Но вот вырос и начал плодоносить сад с кедром, огород рожал, как у некоторых земледельцев — героев соцтруда, плодовито. Ослабла трудовая повинность, самому себе назначенная, снова появилось время на раздумья, бессонницы подступили снова, и снова Николай Иванович задавал себе вопрос, отчего, почему не сложилась его жизнь, как он хотел бы ее сложить или так, как назначил Создатель? Отчего он уподобился тем, кто, съевши пять эшелонов харчей и выделив эшелон дерьма, исчерпывали тем самым явление свое на свет, сами становясь удобрением? «А вы на земле проживете, как черви слепые живут, ни сказок о вас не расскажут, ни песен о вас не споют». Кто-то должен быть в этом виноват?
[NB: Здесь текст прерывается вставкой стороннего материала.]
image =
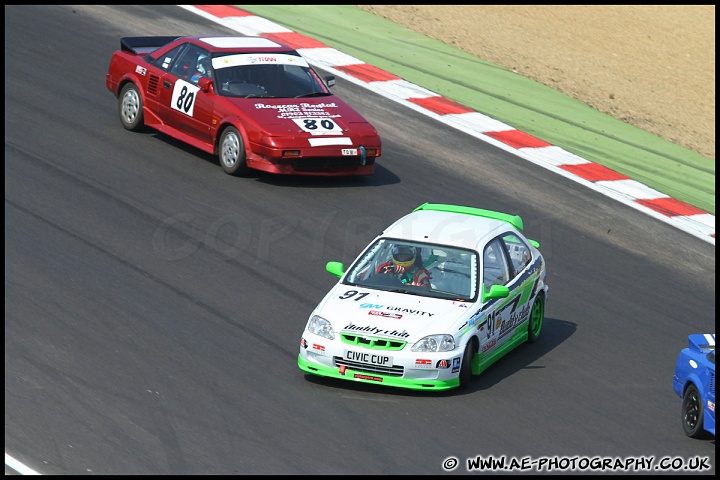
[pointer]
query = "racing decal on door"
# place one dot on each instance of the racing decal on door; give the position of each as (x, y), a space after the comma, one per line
(183, 99)
(318, 126)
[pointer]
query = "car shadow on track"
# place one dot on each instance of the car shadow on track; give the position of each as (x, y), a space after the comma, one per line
(526, 356)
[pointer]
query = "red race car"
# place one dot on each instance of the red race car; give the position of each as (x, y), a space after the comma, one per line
(253, 102)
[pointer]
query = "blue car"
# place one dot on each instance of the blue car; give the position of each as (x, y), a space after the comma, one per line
(694, 382)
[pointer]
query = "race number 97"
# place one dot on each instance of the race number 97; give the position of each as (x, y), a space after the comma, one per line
(183, 99)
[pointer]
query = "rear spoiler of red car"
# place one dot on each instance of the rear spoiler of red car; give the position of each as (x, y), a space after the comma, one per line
(144, 45)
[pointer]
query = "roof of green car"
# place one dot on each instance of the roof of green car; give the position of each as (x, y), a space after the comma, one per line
(452, 225)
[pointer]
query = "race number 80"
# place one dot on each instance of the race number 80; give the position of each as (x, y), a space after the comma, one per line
(318, 126)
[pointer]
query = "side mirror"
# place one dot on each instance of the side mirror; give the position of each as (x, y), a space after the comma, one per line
(336, 268)
(204, 84)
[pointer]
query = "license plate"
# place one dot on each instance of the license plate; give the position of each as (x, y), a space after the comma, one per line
(369, 358)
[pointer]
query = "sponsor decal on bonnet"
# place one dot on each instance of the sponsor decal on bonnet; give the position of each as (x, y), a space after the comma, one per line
(384, 314)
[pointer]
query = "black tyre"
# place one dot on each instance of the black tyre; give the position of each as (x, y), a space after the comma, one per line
(231, 152)
(692, 413)
(466, 366)
(130, 108)
(536, 320)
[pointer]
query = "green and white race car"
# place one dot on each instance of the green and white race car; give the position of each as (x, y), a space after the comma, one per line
(438, 297)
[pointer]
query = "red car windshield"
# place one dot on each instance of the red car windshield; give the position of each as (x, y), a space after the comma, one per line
(268, 81)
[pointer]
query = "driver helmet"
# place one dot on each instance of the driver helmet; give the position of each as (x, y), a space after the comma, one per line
(403, 255)
(203, 65)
Кто-то и ответить за это должен…
Серьезные книги давали ответ уклончивый, часто путаный, серьезные писатели-мыслители, прежде всего величайший смутьян Лев Толстой, — сами мучались теми же вопросами, какие почти столетие спустя, на другом конце России донимали хромого инвалида войны Николая Ивановича Хахалина.
Тогда-то и пошел он искать ответа и виноватых на сборище недобитых, снова в банды собирающихся большевичков — эти всегда знали на все ответы, и путь в светлое будущее всегда был им ясен: перемоги себя, растопчи ближнего своего, наступи сапогом на хрустящую его грудь и спокойно, гордо следуй дальше — великая цель всеобщего счастья человечества оправдывает любые средства, любые жертвы…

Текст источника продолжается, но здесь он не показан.